Bal ile ilgili bir başka kayda MÖ 5500 civarında Mısır’da rastlıyoruz. O dönemde Nil deltasından Memphis’e kadar olan bölgeye “Ta-bitty”, yani “Arı Diyarı” adı verilmiş. Eski Ahit’te Mısır’dan yola çıkan İsrailoğullarına da Tanrı tarafından ‘Vadedilmiş Topraklar’da süt ve bal nehirleri akan bir ülke sözü verilmesi ilginçtir. Dahası 1. hanedanı döneminde Kral Menes’ten sonra firavunların hepsi “Arıcı” lakabını almışlar, bunu da hiyerogliflerde isim kartuşlarının önüne konmuş bir arı resmi ile ifade etmişlerdir. 2500 yıl sonra ise Abusir’deki tapınak kabartmalarında arıcılığın artık bir iş kolu haline geldiği görülmekte. Muhasebe kayıtlarında bile 110 çanak balın bir eşek veya öküze karşılık olduğu ve ticari olarak takasa girdiği anlaşılıyor. 1800’de arkeologların Mısır’da bir mezarda buldukları iki çanak bal bozulmadan korunmuş ve hâlâ yenebilir durumda idi.

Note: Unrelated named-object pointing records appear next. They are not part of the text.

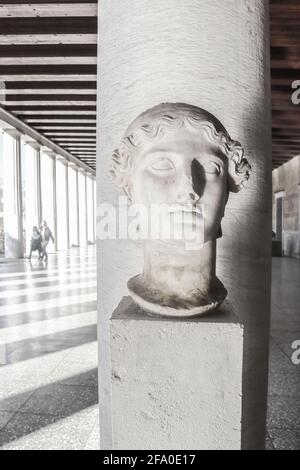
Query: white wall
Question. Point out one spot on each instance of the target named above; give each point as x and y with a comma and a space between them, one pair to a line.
214, 55
286, 178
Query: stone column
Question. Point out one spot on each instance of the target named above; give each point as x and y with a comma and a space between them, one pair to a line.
77, 207
94, 206
214, 55
53, 156
86, 209
12, 196
67, 204
38, 183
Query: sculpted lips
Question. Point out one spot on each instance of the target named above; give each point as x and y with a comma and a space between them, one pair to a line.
186, 209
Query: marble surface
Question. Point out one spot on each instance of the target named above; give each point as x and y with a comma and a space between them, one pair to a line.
74, 367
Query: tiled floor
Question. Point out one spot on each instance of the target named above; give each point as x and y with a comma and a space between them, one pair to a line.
284, 376
48, 386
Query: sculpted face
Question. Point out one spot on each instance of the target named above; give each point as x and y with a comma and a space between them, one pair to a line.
180, 160
187, 172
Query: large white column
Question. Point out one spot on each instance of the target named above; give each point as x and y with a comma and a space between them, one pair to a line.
214, 55
38, 183
77, 207
12, 195
53, 156
86, 209
94, 209
67, 204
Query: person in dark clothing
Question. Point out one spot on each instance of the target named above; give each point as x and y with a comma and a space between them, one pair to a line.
36, 242
46, 236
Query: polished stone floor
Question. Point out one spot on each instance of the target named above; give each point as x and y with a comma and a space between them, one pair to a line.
284, 376
48, 380
48, 377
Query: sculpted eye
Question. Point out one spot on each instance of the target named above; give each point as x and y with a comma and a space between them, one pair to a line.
162, 164
212, 168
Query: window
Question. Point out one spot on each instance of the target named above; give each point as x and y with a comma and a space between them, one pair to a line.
73, 208
47, 190
82, 209
62, 239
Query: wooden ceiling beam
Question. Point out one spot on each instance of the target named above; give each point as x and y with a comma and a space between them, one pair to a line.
49, 25
49, 102
47, 77
48, 50
63, 60
40, 10
50, 39
51, 97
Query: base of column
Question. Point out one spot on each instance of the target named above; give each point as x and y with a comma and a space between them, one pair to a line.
176, 384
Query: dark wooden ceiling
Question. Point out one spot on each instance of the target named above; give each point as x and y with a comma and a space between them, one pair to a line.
285, 68
48, 51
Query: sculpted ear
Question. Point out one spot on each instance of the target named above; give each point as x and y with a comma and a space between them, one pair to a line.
120, 170
239, 170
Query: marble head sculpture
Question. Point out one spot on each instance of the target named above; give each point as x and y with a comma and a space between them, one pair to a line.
180, 156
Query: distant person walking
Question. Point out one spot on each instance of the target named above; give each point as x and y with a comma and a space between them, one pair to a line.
46, 235
36, 242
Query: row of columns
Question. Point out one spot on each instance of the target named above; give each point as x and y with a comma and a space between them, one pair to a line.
13, 204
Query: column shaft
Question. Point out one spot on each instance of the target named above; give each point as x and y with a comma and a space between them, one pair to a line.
214, 55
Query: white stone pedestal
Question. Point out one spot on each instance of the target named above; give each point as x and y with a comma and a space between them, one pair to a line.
176, 384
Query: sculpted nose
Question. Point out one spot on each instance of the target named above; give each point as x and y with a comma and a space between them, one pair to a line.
186, 193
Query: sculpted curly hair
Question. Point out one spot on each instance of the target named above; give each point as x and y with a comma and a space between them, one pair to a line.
155, 122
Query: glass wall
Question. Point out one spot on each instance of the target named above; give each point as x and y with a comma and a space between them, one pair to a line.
73, 208
2, 245
82, 210
90, 209
47, 192
62, 238
29, 193
11, 219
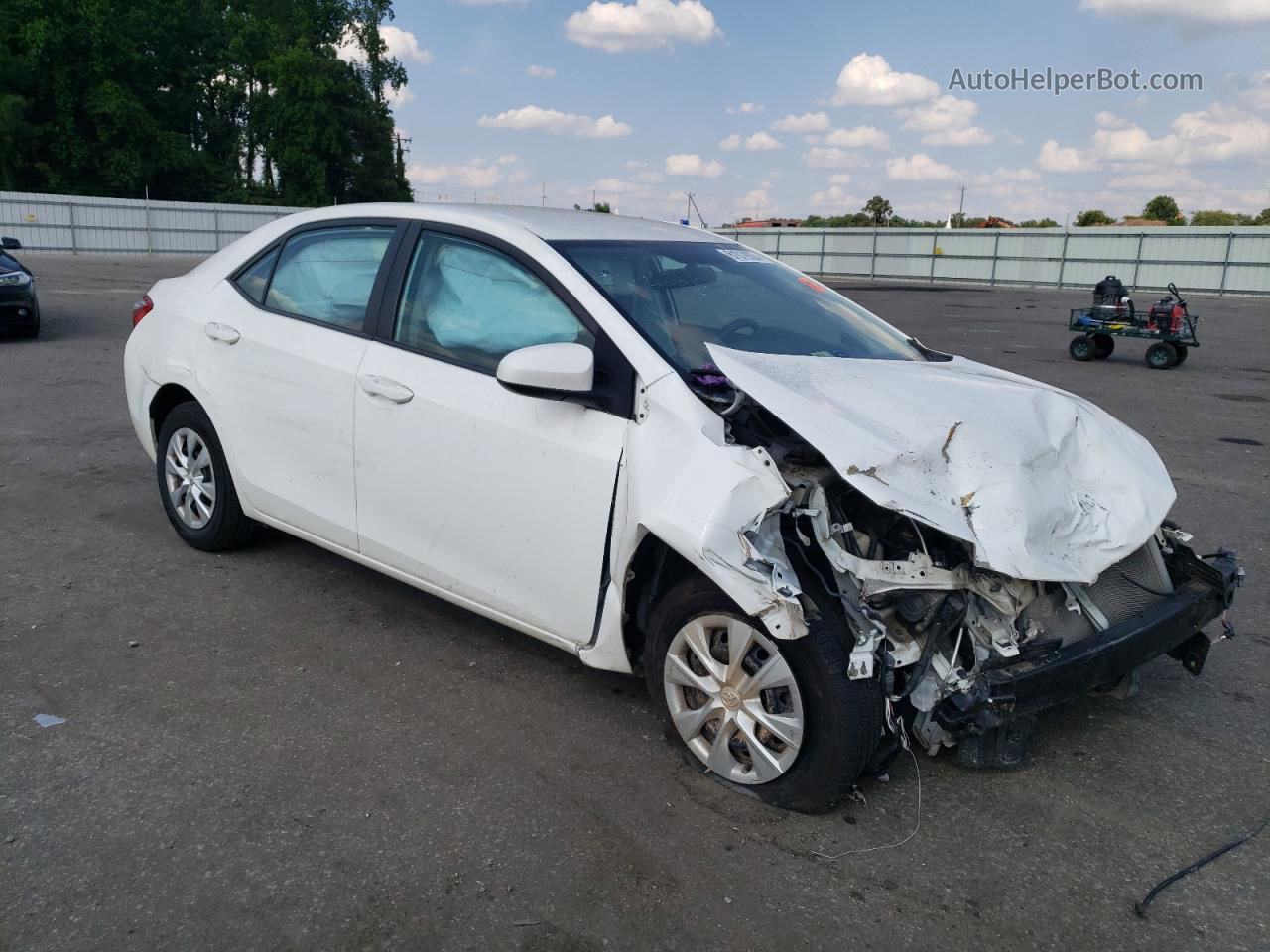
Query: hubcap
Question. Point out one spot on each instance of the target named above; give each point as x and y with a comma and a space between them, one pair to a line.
190, 477
733, 698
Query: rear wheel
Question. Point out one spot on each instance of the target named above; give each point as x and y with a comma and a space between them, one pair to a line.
1080, 348
1161, 357
775, 715
195, 484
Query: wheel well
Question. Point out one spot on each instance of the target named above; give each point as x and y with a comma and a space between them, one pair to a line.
653, 570
169, 397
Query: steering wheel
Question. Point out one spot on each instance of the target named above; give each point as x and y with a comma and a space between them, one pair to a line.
735, 326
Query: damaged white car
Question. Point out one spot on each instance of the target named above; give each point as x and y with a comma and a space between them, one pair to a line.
668, 453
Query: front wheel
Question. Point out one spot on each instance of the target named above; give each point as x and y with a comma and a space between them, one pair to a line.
195, 484
775, 715
1080, 348
1161, 357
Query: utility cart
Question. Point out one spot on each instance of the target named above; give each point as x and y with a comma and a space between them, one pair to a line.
1169, 325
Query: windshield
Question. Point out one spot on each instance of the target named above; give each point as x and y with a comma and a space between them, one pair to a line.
685, 295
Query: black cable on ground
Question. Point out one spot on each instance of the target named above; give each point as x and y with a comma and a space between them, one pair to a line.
1141, 907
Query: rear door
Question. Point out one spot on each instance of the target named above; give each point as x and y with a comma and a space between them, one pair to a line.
278, 362
499, 498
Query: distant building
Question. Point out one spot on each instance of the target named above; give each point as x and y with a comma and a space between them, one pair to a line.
769, 223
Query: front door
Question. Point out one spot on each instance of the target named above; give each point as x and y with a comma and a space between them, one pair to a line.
498, 498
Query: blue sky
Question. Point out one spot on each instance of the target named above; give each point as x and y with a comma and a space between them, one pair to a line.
647, 99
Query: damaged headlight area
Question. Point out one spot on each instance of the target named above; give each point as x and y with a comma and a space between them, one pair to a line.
965, 654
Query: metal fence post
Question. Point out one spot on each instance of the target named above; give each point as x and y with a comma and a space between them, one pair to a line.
1225, 262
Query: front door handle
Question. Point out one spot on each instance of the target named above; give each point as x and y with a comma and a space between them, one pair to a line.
221, 331
385, 388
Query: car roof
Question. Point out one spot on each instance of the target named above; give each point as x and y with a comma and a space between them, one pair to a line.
548, 223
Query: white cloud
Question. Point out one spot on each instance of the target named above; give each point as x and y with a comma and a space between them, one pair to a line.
693, 164
644, 24
833, 198
761, 141
398, 96
829, 158
1056, 158
858, 137
400, 44
947, 121
556, 122
1230, 12
869, 80
807, 122
753, 203
992, 178
919, 168
470, 176
617, 186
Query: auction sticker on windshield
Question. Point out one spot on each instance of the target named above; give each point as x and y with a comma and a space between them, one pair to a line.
740, 255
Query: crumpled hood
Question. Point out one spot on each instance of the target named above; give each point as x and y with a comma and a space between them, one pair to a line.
1046, 485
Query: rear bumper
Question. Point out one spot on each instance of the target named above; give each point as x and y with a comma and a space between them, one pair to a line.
1203, 590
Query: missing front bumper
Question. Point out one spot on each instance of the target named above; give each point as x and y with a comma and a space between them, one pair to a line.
1203, 590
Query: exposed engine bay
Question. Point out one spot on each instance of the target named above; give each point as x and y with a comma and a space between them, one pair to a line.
940, 631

Ölüm törenlerinde ölenin son yolculuğuna eşlik eden bal, kötü ruhları uzak tutmak ve yolculuğunda ölen kişiyi beslemek, güçlendirmek amacı taşırdı. Bu nedenle hem mezara konan yiyeceklerin saklanmasında hem de bedenin mumyalanmasında kullanılmıştı.

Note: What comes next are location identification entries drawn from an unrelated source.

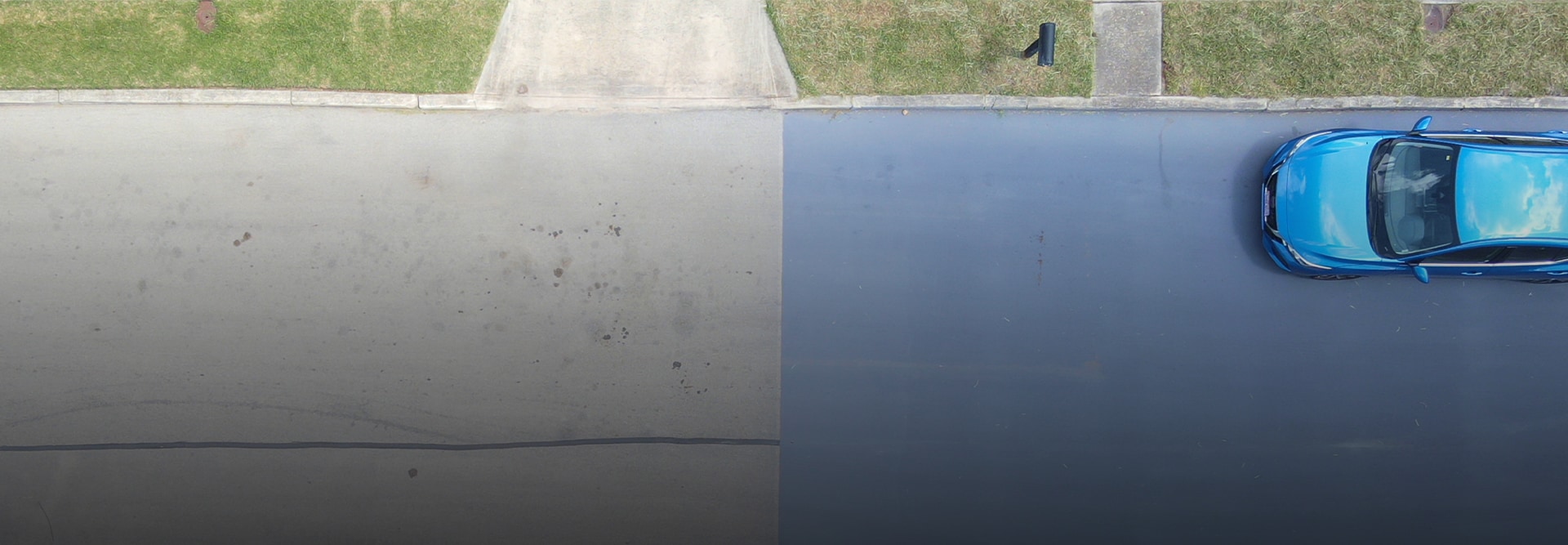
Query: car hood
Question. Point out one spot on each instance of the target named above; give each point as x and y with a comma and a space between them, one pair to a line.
1322, 200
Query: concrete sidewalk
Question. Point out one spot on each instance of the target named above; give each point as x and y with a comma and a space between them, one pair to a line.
640, 52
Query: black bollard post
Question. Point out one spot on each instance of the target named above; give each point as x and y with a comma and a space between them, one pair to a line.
1048, 44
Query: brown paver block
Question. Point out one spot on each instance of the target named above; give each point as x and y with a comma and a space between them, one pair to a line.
1128, 49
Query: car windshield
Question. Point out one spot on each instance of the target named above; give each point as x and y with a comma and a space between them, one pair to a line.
1411, 197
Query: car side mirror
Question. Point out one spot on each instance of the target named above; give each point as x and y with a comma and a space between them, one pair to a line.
1421, 274
1421, 124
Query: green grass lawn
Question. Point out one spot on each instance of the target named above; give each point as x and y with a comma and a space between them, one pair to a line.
410, 46
933, 46
1356, 47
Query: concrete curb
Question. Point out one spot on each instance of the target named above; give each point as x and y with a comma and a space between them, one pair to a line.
1172, 102
405, 101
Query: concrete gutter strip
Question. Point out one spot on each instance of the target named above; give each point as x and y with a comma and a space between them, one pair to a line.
173, 96
30, 96
1172, 102
354, 100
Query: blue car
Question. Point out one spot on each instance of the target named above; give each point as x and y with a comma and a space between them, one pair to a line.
1352, 203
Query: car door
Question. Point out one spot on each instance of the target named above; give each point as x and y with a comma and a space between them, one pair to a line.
1501, 261
1534, 262
1465, 262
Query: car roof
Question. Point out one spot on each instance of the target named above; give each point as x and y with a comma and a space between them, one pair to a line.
1512, 192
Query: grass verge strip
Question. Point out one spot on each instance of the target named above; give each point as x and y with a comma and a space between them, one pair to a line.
407, 46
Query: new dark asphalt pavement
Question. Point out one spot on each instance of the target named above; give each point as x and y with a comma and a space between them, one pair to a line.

Mısır’ın kuzeyine çıktığımızda arı kovanlarının toplumsal düzen modeli olarak Akdeniz medeniyetlerinin çoğunda tapınak tasarımlarına etki ettiğini görüyoruz.
Çok daha eski uygarlıklarda da arı kovanı ve petek referansına rastlanır. Çatalhöyük duvarlarına çizilmiş petek desenleri bu düzenin kalıcılığına öykünmüş olabileceklerini düşündürür. Minos uygarlığının başkenti Knossos’da yer aldığı söylenen labirentin bir kovan düzenini yansıttığı ve ruhların öbür tarafa geçişinde rehberlik işlevi gördüğü söylenmektedir. Hindistan’ın cennet ile dünyayı ayıran tanrısı Indra da ilk yiyecek olarak bal tatmıştır. Aydınlanmak için banyan ağacının altında oturan Buddha’ya bir maymun bal taşımıştır.

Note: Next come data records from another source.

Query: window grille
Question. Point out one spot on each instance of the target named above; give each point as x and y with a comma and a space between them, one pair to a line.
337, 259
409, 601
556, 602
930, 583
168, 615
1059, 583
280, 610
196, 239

Daha yakın çağa geldiğimizde Amerikan kolonilerinde tatlandırıcı olarak bal üretiminin şeker veya melastan daha ucuza gelmesi nedeniyle ev arıcılığının benimsendiğini görüyoruz. Kızılderililerin “İngiliz sinekleri” dediği arılar, istilanın simgesi olarak “beyaz ayakların otu” denilen yoncalardan bal toplayarak tüm Kuzey Amerika’ya yayıldılar.
Ülkemiz bugün Çin’den sonra bal üretiminde 2. sırada yer alıyor. Ancak bilinçsiz tarım ilacı uygulamaları, sınırsız tağşiş ve yok olan çiçekli alanların balcılığımıza iyi gelmediği ortada. Bugün bazı antropologlara göre beynimizin gelişmesini hızlandıran balı üreten arılarla ilişkimiz onları neredeyse yok etme noktasına kadar getirdiyse, ortak geçmişimizden hiçbir şey anımsamıyoruz demektir. Bunun salt bu ülkeyi değil, insanlığı hangi sona götüreceğini şöyle bir düşünmeye değmez mi?